Ref. no. | Project title | Project manager | Amount granted |
25-PD2-0001 | Networks Carved in Stone: The maritime rock art of the Baltic Sea c. 1400–1800 AD | Anton Larsson | SEK 2,892,000 |
25-PD2-0003 | Countering Russian Disinformation: Information Resilience in Wartime and Beyond | Alona Hurkivska | SEK 2,949,000 |
25-PD2-0006 | Renewing Europe to Resurrect the Polish-Lithuanian Commonwealth: Towianism amidst European Romanticism | Giulio Dalla Grana | SEK 3,085,000 |
Grand projects
‘Grand projects’ are undertaken by a group comprising at least four researchers, with a joint, coherent research task. Grand projects aim to engage in collaboration across subject and institutional boundaries and national borders, and to enable researchers to form a research group that is active in the long term. Within the framework of grand projects funding may be applied for postdoctoral researchers and doctoral students. The project period is four or five years and the amount of grant is a maximum of SEK 5 million a year. The Foundation has approved one grand project application in this year’s application round. The approval rate for the call was 25%.

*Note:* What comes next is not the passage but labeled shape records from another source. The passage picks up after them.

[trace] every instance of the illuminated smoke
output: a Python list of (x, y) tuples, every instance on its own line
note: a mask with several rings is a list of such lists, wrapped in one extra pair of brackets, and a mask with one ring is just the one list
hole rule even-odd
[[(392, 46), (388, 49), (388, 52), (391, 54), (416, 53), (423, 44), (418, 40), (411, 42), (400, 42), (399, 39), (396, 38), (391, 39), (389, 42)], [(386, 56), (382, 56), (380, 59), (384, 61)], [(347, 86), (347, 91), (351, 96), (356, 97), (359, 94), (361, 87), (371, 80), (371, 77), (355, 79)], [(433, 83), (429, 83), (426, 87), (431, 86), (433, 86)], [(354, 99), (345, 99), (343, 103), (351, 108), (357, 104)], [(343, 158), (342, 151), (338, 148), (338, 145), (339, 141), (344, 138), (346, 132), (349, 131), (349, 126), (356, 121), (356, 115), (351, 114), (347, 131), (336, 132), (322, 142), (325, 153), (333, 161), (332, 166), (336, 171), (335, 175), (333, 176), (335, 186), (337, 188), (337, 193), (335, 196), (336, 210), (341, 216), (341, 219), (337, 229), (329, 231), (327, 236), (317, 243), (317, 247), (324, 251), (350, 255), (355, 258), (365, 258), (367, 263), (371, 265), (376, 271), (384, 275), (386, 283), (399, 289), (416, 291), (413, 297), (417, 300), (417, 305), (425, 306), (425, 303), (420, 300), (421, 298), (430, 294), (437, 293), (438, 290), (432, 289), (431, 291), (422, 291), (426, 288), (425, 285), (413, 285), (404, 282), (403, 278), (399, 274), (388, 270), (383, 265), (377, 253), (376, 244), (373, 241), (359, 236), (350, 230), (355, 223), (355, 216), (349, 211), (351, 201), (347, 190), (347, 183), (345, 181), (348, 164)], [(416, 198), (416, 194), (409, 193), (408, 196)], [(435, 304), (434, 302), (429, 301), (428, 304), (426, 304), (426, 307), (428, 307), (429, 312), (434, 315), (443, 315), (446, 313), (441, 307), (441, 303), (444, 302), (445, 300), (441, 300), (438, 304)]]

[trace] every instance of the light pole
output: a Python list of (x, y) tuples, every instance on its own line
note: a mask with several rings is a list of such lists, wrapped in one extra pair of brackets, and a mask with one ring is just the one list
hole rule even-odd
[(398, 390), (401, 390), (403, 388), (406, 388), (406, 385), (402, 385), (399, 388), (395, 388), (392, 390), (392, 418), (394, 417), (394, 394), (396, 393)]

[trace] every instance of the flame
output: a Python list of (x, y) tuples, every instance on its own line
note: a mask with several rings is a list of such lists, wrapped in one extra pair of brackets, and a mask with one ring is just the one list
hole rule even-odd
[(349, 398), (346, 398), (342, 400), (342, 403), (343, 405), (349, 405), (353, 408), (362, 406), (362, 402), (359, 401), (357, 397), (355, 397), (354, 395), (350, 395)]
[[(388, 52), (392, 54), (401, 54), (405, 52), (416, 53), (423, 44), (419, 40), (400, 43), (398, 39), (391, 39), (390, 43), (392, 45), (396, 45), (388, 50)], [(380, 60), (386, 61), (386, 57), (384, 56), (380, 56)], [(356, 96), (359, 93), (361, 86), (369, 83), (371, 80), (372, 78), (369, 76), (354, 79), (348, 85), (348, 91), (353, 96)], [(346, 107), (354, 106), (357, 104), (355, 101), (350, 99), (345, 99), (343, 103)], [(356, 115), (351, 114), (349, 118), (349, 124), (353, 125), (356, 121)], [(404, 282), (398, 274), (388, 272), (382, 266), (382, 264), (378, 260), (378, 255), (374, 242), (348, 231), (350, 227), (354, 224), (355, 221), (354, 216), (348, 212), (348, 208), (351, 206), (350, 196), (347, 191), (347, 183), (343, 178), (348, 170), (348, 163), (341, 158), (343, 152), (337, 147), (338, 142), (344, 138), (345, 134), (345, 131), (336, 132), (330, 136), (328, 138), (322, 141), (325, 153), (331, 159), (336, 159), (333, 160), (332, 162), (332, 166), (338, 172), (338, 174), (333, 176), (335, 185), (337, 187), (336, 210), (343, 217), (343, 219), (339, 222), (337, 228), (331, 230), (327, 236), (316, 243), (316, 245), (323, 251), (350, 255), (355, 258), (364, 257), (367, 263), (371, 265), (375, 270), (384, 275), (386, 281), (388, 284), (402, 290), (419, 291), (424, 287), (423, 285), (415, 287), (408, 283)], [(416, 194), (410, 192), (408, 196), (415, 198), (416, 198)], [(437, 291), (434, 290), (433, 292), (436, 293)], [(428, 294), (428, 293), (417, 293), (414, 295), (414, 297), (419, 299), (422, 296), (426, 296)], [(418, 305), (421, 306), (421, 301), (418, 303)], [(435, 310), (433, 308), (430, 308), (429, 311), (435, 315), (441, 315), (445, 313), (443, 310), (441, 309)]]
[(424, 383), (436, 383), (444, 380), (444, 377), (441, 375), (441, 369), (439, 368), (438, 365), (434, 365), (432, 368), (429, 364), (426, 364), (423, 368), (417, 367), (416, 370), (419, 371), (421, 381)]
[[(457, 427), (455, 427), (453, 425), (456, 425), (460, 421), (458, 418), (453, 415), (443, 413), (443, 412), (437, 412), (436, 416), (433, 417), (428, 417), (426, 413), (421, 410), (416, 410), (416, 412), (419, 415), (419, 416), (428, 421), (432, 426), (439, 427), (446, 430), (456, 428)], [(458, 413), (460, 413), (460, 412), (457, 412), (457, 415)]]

Ref. no. | Project title | Project manager | Amount granted |
25-GP-0003 | Money(-)making empire. Monetary policies and practices in the Swedish Baltic Empire, ca. 1600–1800 | Christopher Pihl | SEK 24,305,000 |
The assessments have been carried out by assessment panels based on the applications and on external experts’ assessments and for grand projects also on an interview with the research group. The Board of the Foundation has followed the recommendations of the assessment panels.
The research projects will start from January 2026. The projects will be conducted at Södertörn University, that acts as the grant administrator.
Granted research projects and research networks are presented in the Foundation’s project database. When the projects and networks have completed their activities, final reports are also posted in the project database. For each project, the publications that the project has resulted in are listed.